Still. We wanted to see it ourselves. To touch the future.

The Glitch in the System

We picked two mugs. Simple enough. They bore Luna’s subtle, plastic smile. If she had real skin, her expression might have changed by the time we left.

Buying them was harder than the selection itself. There was a wired blue phone on the desk. You call Luna. She takes the order. Except Luna was offline.

Dead silence.

Imagine walking into a crisis clinic. No clinicians. Just an empty chair and a phone that won’t ring. That is the feeling. The helplessness is immediate.

A human employee stood by. Human, I must stress. A label that feels newly necessary in this era. She reset the router. She rebooted Luna. Nothing. We offered cash. Credit. Venmo. PayPal. The employee could not accept a penny. She wasn’t authorized.

Frustrating, yes. But manageable. We emailed instead. What should take minutes took weeks.

The correspondence was a labyrinth of errors. Payment links rotted. Instructions contradicted each other. At one point, Luna just stopped typing. She went dark.

If Luna were a therapist and you were a patient, this silence would be negligence.

This isn’t customer service. This is abandonment. Yet, we persisted. Eventually, the order processed. The mugs shipped. Or so we thought.

The Shattering Point

The box arrived with a thud that sounded like failure. Inside, tissue paper and a brown bag. Taped shut. Cardboard armor for fragile things.

Mugs are brittle. We know this. But mental health is more brittle still. When the bag opened, we found shards. Two mugs reduced to gravel. Luna’s subtle smile was gone. Chipped away by logistics, by shipping, by the rough hands of the real world.

We stared at the debris. It wasn’t just bad packing. It was a perfect simulation of systemic failure.

Think of the mental health parallels. The unreachable first contact. The intake that breaks. The confusing guidance. The forgotten replies. You go in for help. You leave with broken pieces and more questions than you started with.

Luna dealt with mugs. The stakes were low.

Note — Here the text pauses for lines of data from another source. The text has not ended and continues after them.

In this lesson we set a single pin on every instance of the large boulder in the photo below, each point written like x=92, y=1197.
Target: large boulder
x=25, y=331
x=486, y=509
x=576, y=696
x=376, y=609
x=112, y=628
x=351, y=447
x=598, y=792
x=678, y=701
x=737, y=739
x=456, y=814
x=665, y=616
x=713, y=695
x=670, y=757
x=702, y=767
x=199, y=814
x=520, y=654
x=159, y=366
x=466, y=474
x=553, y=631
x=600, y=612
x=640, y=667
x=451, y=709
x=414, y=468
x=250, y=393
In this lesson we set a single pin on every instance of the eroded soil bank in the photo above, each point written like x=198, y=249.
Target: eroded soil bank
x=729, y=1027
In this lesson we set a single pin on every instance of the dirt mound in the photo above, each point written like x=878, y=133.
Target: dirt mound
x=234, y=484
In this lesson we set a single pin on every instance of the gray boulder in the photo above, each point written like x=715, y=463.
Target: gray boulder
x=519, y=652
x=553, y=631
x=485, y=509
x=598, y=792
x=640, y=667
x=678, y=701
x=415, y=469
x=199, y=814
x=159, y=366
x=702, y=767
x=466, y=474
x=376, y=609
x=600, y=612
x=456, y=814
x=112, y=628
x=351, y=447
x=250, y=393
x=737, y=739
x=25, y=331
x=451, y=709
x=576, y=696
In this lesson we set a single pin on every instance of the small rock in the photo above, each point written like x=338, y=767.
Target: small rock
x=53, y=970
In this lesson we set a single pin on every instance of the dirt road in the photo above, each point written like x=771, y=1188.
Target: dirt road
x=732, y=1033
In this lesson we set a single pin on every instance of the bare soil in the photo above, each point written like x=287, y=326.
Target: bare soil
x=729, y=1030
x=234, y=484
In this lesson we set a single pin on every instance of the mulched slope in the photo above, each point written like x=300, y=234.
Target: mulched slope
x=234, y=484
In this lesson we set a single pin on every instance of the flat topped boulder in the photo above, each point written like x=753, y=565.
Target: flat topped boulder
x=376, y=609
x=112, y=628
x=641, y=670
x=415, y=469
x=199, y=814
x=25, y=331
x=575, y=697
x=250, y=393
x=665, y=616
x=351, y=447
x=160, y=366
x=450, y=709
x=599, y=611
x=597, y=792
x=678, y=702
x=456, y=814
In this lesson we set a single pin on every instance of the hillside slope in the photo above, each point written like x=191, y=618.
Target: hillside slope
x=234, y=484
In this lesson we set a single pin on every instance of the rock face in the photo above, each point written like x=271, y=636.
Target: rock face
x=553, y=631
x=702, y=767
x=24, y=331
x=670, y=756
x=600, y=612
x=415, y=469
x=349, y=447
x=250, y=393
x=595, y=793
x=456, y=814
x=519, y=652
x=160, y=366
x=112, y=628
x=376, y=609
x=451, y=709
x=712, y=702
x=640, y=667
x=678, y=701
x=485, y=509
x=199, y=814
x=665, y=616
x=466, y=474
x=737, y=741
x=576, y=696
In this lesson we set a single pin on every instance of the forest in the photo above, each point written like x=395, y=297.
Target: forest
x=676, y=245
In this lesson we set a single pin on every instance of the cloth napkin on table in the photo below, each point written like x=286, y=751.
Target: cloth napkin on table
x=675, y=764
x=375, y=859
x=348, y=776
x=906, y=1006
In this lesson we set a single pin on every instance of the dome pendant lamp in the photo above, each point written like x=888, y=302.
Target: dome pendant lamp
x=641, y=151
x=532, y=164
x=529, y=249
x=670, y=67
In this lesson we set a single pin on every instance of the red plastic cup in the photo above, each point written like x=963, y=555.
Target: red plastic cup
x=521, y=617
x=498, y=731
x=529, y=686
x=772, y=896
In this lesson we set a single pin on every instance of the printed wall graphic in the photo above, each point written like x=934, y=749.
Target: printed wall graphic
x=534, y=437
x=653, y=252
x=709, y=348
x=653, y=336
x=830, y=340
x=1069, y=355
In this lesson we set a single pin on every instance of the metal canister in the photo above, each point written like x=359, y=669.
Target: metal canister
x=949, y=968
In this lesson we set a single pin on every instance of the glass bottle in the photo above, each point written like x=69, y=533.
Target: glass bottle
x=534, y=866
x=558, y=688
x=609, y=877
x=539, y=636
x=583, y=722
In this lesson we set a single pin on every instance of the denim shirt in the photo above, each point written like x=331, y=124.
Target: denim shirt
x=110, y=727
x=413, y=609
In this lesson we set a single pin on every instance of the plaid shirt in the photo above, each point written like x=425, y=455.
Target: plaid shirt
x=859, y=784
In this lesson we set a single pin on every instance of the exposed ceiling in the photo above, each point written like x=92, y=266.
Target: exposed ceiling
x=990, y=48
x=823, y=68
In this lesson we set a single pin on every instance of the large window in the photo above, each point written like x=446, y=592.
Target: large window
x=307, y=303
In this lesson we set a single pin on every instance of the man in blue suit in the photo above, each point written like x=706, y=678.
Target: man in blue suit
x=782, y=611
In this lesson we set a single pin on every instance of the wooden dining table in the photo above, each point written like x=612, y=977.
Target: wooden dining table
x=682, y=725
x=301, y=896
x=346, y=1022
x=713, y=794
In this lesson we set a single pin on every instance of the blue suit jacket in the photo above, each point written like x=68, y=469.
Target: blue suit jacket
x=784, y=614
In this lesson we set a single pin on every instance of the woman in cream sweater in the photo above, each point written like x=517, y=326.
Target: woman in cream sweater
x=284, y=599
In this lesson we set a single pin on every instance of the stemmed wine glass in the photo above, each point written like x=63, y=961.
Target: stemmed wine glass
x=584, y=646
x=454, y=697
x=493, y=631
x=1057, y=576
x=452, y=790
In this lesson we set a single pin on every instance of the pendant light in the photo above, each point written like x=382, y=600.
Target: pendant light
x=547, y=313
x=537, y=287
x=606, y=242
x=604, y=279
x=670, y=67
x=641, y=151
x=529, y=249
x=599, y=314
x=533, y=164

Ceramic chipped, you buy a new one. If this process happened with patient care, the damage wouldn’t be fixable with tape.

The Artifact on the Desk

We left with two broken mugs and a story. Luna isn’t a therapist. But the comparison hurts because it’s true. AI oscillates between genius and incompetence. One minute it codes; the next it forgets its own name.

In mental health, this variance is dangerous. AI promises scale. It promises access to info and support where none existed. That is wonderful. But failure scales too. When these tools glitch, they don’t just inconvenience; they destabilize.

We need to stop taking their word for it. We need to stress test the systems. We need to see how they break before they hold our vulnerabilities in their digital hands.

The broken mug now sits in our lab. An artifact. A reminder.

It proves that capability isn’t reliability. Just because Luna could run the store doesn’t mean she should have run it unsupervised. We aren’t buying another mug from her. These shards will stay on our desk.

They serve as a parable. Early days. Hype. Hope. And the very real possibility of breakage. As we hand over more duties to autonomous systems, especially in places where people are fragile, we must remember this.

Technology is smart. But is it safe?